El padre del padre de Rashid fue el primero de su familia que aprendió inglés. Trabajaba en los ferrocarriles, en la por entonces nueva estación de Lucknow, que sigue siendo uno de los edificios más impresionantes de la ciudad. Cuando llegó a la edad, el padre de Rashid pensó que quería entrar en la policía. En aquella época, los musulmanes de clase alta, terratenientes, elegían una profesión: estudiaban derecho y medicina.

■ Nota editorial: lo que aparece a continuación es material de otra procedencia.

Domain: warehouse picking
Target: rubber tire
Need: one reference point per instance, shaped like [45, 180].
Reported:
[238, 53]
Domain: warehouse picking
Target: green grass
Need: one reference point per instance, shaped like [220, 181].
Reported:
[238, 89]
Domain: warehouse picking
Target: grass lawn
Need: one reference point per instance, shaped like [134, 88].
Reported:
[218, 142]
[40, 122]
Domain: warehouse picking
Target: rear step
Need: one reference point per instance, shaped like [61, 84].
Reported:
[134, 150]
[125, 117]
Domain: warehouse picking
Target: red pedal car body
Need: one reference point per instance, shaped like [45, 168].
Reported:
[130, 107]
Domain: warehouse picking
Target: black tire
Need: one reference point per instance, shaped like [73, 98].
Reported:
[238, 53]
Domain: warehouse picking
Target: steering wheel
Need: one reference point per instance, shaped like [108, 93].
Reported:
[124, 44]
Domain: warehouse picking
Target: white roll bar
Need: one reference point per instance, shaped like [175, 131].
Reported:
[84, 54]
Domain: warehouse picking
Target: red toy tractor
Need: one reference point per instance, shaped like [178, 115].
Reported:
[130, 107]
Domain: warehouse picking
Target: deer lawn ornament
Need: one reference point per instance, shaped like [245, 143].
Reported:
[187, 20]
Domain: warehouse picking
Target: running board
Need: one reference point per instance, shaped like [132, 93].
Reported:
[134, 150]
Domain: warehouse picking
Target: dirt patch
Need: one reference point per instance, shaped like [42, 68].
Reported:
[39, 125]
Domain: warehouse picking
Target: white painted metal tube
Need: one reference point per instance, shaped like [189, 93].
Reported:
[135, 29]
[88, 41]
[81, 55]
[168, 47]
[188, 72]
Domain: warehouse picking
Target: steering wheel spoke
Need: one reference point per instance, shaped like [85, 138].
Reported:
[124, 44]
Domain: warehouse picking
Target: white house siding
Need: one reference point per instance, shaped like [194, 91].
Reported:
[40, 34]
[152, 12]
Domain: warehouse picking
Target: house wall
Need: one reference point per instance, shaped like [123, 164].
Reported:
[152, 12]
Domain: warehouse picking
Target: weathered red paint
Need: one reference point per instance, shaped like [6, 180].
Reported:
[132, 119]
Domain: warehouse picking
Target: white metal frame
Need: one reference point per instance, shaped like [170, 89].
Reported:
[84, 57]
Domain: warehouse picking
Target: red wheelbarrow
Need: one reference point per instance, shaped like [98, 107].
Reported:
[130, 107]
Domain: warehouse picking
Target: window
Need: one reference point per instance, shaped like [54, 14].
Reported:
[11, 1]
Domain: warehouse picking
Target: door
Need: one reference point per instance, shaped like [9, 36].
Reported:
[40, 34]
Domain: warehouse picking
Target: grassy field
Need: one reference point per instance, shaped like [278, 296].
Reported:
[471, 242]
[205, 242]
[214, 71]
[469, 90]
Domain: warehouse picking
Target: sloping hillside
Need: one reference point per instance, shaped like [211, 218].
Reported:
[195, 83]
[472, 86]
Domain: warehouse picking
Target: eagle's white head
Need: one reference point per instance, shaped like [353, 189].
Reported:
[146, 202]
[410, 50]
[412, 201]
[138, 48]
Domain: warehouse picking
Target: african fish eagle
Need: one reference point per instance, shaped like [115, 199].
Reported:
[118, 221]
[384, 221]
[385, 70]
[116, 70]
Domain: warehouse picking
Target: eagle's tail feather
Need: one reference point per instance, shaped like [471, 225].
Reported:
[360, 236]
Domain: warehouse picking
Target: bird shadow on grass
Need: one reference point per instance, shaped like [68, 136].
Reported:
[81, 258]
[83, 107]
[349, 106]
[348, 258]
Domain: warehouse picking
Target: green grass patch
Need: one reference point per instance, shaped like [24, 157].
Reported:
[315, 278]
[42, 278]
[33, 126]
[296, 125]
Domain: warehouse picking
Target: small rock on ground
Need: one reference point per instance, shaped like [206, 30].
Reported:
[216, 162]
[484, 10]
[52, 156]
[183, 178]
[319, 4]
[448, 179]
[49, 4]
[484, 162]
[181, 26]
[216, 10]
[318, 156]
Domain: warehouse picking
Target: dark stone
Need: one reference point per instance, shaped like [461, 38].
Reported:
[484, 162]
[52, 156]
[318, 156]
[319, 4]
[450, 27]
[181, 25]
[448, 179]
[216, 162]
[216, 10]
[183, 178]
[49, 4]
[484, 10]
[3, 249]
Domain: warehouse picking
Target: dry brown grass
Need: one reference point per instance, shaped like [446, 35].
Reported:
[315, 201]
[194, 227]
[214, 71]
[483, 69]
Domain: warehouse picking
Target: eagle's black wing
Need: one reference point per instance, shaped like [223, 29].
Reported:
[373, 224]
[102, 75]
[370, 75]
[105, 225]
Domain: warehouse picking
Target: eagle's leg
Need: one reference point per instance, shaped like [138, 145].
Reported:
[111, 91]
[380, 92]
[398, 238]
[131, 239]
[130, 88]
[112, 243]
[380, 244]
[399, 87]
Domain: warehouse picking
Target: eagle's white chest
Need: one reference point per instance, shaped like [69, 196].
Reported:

Las personas como el padre de Rashid ingresaban en el cuerpo de policía o en la administración. Rashid pensaba que su padre era un hombre apuesto. Medía uno setenta y cinco, unos cinco centímetros más que él. Tenía leves señales de viruela; pero entonces casi todo el mundo las tenía.

En aquellos tiempos, a un hombre como el padre de Rashid le resultaba fácil ingresar en el cuerpo de policía. Alguien te presentaba al oficial inglés y ofrecía tus servicios. El oficial decía: «Que venga pasado mañana.» Eso fue lo que le ocurrió al padre de Rashid. Ingresó como secretario del inspector jefe; ese era el rango en el que empezaban los oficiales. Pero solo duró tres días. No le gustaba la instrucción, y no soportaba el lenguaje ofensivo de los profesores. No podía considerarlo simplemente parte del juego, parte del proceso de endurecimiento; se marchó de allí inmediatamente.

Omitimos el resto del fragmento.